Pubdate: Tue, 22 Aug 2000
Source: Ottawa Citizen (CN ON)
Copyright: 2000 The Ottawa Citizen
Contact:  1101 Baxter Rd.,Ottawa, Ontario, K2C 3M4
Fax: 613-596-8522
Author: Matthew M. Elrod,


Ontario Attorney General Jim Flaherty insults our intelligence ("Ontario
moving to take the profit out of organized crime," Aug 20).

He said: "Any person with a basic understanding of organized crime would
know that violence is always associated with the drug trade and that the
drug trade is generally run by organized crime."

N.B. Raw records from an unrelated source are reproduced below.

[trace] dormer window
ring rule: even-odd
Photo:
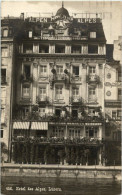
[[[95,39],[96,38],[96,32],[90,32],[90,38]]]
[[[29,31],[29,38],[32,38],[32,31]]]

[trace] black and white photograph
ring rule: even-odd
[[[122,1],[1,1],[1,195],[121,195]]]

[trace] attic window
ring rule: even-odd
[[[32,38],[32,31],[29,31],[29,38]]]
[[[90,38],[96,38],[96,32],[90,32]]]

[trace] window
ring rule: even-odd
[[[30,65],[28,64],[24,65],[24,76],[26,79],[30,77]]]
[[[81,53],[81,45],[72,45],[72,53]]]
[[[88,45],[89,54],[98,54],[98,45]]]
[[[53,129],[53,137],[63,137],[64,136],[64,130],[63,128],[58,127],[58,129]]]
[[[32,31],[29,31],[29,38],[32,38]]]
[[[56,72],[57,72],[57,74],[62,74],[63,73],[63,66],[57,66]]]
[[[7,37],[8,36],[8,29],[3,29],[3,37]]]
[[[1,138],[3,138],[3,129],[1,129],[0,135],[1,135]]]
[[[47,66],[40,66],[40,75],[47,74]]]
[[[5,101],[6,101],[6,88],[2,87],[1,88],[1,104],[5,105]]]
[[[117,114],[116,111],[112,111],[112,118],[113,119],[116,119],[116,114]]]
[[[89,100],[96,100],[96,89],[89,88]]]
[[[33,44],[24,44],[23,45],[24,53],[33,53]]]
[[[72,110],[72,117],[77,118],[78,117],[78,110]]]
[[[89,88],[89,95],[95,95],[95,88]]]
[[[95,74],[96,73],[96,67],[95,66],[90,66],[89,67],[89,74]]]
[[[111,78],[111,73],[108,73],[107,74],[107,79],[110,79]]]
[[[55,45],[55,53],[65,53],[65,45]]]
[[[104,55],[105,54],[105,49],[104,49],[104,44],[99,45],[99,54]]]
[[[5,108],[1,108],[1,123],[5,121]]]
[[[96,38],[96,32],[90,32],[90,38]]]
[[[121,72],[118,72],[118,81],[122,82],[122,73]]]
[[[122,100],[122,89],[118,89],[118,100]]]
[[[117,110],[117,119],[121,120],[122,118],[122,110]]]
[[[7,47],[2,47],[1,48],[1,56],[2,57],[8,57],[8,48]]]
[[[41,99],[46,97],[46,86],[39,88],[39,94]]]
[[[63,86],[56,86],[55,97],[56,99],[63,99]]]
[[[29,107],[23,107],[22,108],[22,118],[25,119],[26,117],[28,117],[29,114]]]
[[[39,45],[39,53],[49,53],[49,45],[40,44]]]
[[[72,95],[73,95],[73,97],[77,97],[77,96],[79,96],[79,88],[77,87],[77,88],[72,88]]]
[[[45,108],[39,108],[39,115],[41,117],[45,115]]]
[[[73,74],[79,76],[79,66],[73,66]]]
[[[1,69],[1,84],[6,83],[6,69]]]
[[[23,86],[23,97],[29,98],[30,97],[30,86]]]

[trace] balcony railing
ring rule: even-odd
[[[25,114],[20,114],[18,112],[13,113],[13,120],[14,121],[39,121],[39,122],[60,122],[60,123],[81,123],[81,122],[104,122],[104,118],[102,115],[98,116],[89,116],[88,114],[82,114],[80,117],[72,117],[70,115],[65,114],[65,117],[59,117],[54,115],[53,113],[45,114],[44,116],[40,116],[39,111],[36,112],[29,112],[26,116]]]
[[[36,142],[36,143],[49,143],[49,144],[88,144],[88,145],[98,145],[98,144],[102,144],[102,140],[99,140],[97,138],[87,138],[87,137],[83,137],[83,138],[58,138],[58,137],[25,137],[25,136],[17,136],[17,137],[13,137],[12,139],[13,142]]]
[[[88,37],[84,36],[60,36],[60,35],[42,35],[42,40],[86,40]]]
[[[97,97],[89,97],[88,98],[88,103],[97,103],[98,99]]]
[[[94,83],[96,83],[96,84],[99,84],[100,83],[100,77],[98,76],[98,75],[92,75],[92,74],[89,74],[89,75],[87,75],[86,76],[86,82],[87,83],[92,83],[92,82],[94,82]]]

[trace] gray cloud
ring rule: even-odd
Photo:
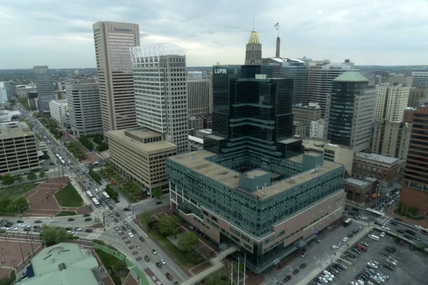
[[[95,67],[92,24],[140,25],[142,45],[168,41],[189,66],[242,63],[255,15],[263,56],[356,64],[427,64],[425,0],[0,0],[0,68]]]

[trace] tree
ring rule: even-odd
[[[178,218],[175,216],[163,215],[159,218],[158,229],[163,234],[170,234],[178,224]]]
[[[182,252],[188,252],[198,244],[198,242],[199,239],[193,232],[185,232],[180,235],[178,249]]]
[[[154,197],[155,198],[159,197],[163,194],[163,192],[160,190],[160,187],[157,187],[152,192],[152,196]]]
[[[140,222],[144,226],[147,226],[152,219],[153,213],[151,211],[144,211],[140,214]]]
[[[34,172],[27,174],[27,179],[30,181],[34,181],[37,179],[37,175]]]
[[[11,176],[9,174],[4,175],[1,177],[1,181],[5,185],[11,185],[15,182],[15,177]]]

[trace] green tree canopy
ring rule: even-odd
[[[188,252],[193,249],[199,239],[193,232],[185,232],[180,235],[178,239],[178,249],[183,252]]]
[[[158,228],[163,234],[170,234],[178,225],[178,218],[175,216],[163,215],[159,218]]]

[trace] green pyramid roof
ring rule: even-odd
[[[359,71],[345,71],[337,76],[333,81],[346,82],[369,82]]]

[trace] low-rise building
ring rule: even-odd
[[[49,101],[51,117],[54,118],[62,126],[65,125],[64,117],[68,110],[68,106],[66,100],[51,100]]]
[[[374,153],[357,152],[352,165],[352,177],[377,179],[381,186],[390,187],[398,181],[399,160]]]
[[[360,207],[377,197],[379,193],[377,180],[372,178],[360,180],[348,177],[345,180],[343,188],[347,202]]]
[[[0,174],[40,168],[34,133],[24,122],[0,124]]]
[[[168,188],[165,160],[177,154],[175,145],[145,128],[112,130],[107,138],[115,170],[143,186],[147,195],[158,187]]]
[[[18,285],[101,284],[96,259],[76,244],[62,242],[43,249],[33,257],[26,273]]]

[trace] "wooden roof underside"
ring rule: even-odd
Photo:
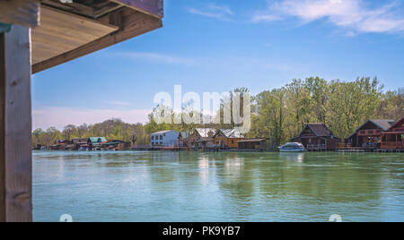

Any person with a basic understanding of economics will notice there is
little, if any, violence associated with the tobacco or pharmaceutical
industries.  The illicit drug industry is violent because it is outlawed and
the more rights we relinquish to escalate the futile "war on drugs" the more
violent it gets.

Mr. Flaherty tells us that the purpose of a recent international summit on
organized crime was to benefit from the experiences of other countries.
Under asset forfeiture laws in the U.S., there is no presumption of
innocence and no right to an attorney. The burden of proof is reversed.
Consequently, 90 per cent of forfeitures are uncontested and 80 per cent of
those who lose property to the government are never charged with any crime.

If prohibition and asset forfeiture are such great solutions to discouraging
vices, why don't we prohibit tobacco, a drug that kills more Canadians that
all illicit drugs combined? Then we could seize the assets of tobacco
dealers, too. Tobacco addicts would be forced to pay $100 a pack and the
ensuing gangland battle over the illicit tobacco trade would make the St.
Valentine's Day Massacre look like a tea party, but the police would make a

I have a better plan. Cut out the middle man. Under the so-called Controlled
Drugs and Substances Act, the police have broad powers of search and seizure
and the ability to conduct "reverse stings." The police should just sell
drugs and steal car stereos. All of the money with none of the violence,
trampled rights and invasions of privacy.

As G. Norman Collie explained, "To make certain that crime does not pay, the
government should take it over and try to run it."